Los últimos escándalos de Corrupción y los pequeños pasos que
unos y otros están dando, con suma cautela, alrededor de ellos, garantizan un
continuo flujo de noticias a todo aquel que esté interesado por los asuntos
políticos, aunque más bien cabría decir en el panorama actual, por los casos de
delincuencia.
El Presidente Rajoy, el más cauteloso de todos, ha optado por
marcharse a Chile sin haber ofrecido ninguna explicación de los gravísimos
asuntos en que se halla inmerso y por segunda vez, fracasa en su intento de
hacer entender a Merkel la necesidad de un programa de expansión que remedie la
profunda herida que está gangrenando nuestro país y un poco sin saber qué hacer
con los seis millones de parados, si no recibe pronto el permiso teutón para
dejar de recortar y dedicar esfuerzos a la creación de empleo,
prioritariamente.
Mientras, los ciudadanos no saben qué periódico comprar ni en
qué cadena televisiva quedarse, para intentar leer entre líneas algún dato que
pueda aclararles quiénes son los corruptos que durante más de veinte años
aceptaron los sobres procedentes de la extorsión o si a Bárcenas se le
descubren más cuentas en otros paraísos fiscales, además de la de Suiza, como
parece que puede pasar, según las palabras veladas de algún que otro periodista.
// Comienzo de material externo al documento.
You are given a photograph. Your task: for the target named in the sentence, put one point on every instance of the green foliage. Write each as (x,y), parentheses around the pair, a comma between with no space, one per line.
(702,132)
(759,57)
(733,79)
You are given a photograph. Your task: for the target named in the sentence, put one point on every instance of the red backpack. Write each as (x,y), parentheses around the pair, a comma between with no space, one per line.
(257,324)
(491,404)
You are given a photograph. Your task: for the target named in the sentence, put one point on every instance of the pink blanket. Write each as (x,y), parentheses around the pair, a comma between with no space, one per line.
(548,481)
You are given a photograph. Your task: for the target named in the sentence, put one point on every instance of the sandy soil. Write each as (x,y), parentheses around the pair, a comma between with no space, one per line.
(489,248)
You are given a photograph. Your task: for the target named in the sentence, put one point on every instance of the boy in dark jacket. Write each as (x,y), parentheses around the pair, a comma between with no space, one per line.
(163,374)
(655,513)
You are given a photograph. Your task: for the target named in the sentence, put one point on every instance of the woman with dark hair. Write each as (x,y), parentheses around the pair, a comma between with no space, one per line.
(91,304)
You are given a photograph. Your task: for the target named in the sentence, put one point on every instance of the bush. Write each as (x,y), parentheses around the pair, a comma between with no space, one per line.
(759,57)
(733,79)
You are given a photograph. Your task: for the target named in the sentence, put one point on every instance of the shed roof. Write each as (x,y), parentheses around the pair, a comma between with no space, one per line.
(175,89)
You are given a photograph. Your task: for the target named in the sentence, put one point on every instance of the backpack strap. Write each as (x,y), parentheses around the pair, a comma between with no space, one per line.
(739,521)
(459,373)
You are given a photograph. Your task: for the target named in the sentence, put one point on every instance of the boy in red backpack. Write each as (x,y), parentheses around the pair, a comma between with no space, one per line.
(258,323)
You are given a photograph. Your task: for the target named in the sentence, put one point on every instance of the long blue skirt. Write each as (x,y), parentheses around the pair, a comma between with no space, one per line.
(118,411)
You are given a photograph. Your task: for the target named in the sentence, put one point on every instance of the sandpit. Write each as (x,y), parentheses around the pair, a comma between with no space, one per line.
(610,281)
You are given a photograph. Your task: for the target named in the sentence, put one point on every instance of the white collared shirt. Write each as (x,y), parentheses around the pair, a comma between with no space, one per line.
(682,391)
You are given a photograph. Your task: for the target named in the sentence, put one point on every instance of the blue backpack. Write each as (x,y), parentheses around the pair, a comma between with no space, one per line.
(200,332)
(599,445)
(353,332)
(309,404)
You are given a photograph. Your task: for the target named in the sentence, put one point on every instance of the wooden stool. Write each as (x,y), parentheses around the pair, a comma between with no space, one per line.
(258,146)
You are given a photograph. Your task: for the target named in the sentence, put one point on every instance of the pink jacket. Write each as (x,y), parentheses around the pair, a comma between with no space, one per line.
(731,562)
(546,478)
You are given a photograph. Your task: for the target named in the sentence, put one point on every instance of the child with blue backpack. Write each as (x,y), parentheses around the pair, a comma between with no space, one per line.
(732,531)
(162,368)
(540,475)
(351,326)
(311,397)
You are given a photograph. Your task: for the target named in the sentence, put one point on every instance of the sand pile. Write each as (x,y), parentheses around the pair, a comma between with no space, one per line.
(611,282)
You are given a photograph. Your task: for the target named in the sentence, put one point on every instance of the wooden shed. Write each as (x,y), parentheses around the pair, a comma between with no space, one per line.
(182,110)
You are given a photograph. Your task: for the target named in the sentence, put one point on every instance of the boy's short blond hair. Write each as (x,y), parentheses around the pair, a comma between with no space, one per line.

Se descubre también que el Secretario de las infantas aparece
en ciertas conversaciones del caso Noos, demostrando que Urdangarín no se
encontraba tan solo como se pretende hacernos creer y que contaba con apoyos de
un círculo muy cercano a la familia de su inocente esposa, lo que obliga por
fin, a retirar su perfil de la página Web que tiene la corona, aunque la medida
no deja de parecer un intento a la desesperada, por hacer desaparecer cualquier
vínculo con el díscolo yerno.
Pedro J. Ramírez se atreve a insinuar que el caso de los
sobresueldos puede acarrear en breve, una grave crisis de gobierno dejando
entrever que puede haber miembros del ejecutivo entre los presuntos implicados,
aunque sin querer adelantarse a las noticias que con toda probabilidad se
publicarán en su periódico en fechas próximas y que podrían poner la guinda al
pastel del escándalo, si acusan directamente a algún Ministro de Rajoy, de
haberse beneficiado del dinero negro del
que tanto se habla.
Lo cierto es que la cohorte de periodistas cercanos a la
ideología conservadora, andan sobre excitados de debate en debate, intentando
encontrar un asunto que pueda equipararse en gravedad a este del tesorero
Bárcenas y las pagas extraordinarias repartidas durante veinte años, y han creído
hallar en los ERE de Andalucía un filón del que tirar para intentar salvar del
naufragio a sus adorados correligionarios, pero
la pérdida de credibilidad sufrida a causa de los acontecimientos, hace
que los lectores y espectadores hayan perdido gran parte de su natural
inocencia y ya no crean una sola palabra que venga de parte de las derechas, ni
aunque las juren sobre La Biblia.
Tampoco se entiende la dilación en publicar la lista de
presuntos corruptos por parte de El Mundo, si es que la tiene.
Las cosas han llegado a un punto, en que la urgencia por
saber de quiénes debemos abominar para siempre se ha convertido en una
necesidad perentoria para un pueblo cansado de cargar injustamente con la culpa
de la crisis y que reclama su derecho a conocer la verdad de cuanto ocurre
entre los bastidores de la clase
política, aunque hubiera que construir nuevas cárceles para albergar a tanto
delincuente como se mueve por esos ambientes, amparados en la impunidad que,
hasta ahora, ha supuesto la importancia de un cargo.
Si Pedro J, y sus periodistas poseen la información que
finalmente destape los rostros de los culpables, que la publiquen sin dar
tiempo a urdir magníficas coartadas que garanticen la impunidad a quienes se
han atrevido a lucrarse de una práctica delictiva flagrante y si no, que se
ahorren las elucubraciones que han puesto en la cabeza de todos nosotros,
haciéndonos creer que llegarían hasta el fondo del asunto, sin ahorrar
esfuerzos por ofrecer la lista de todos los nombres, aunque algunos de ellos
pudieran representar la mayor hecatombe política de nuestra historia reciente.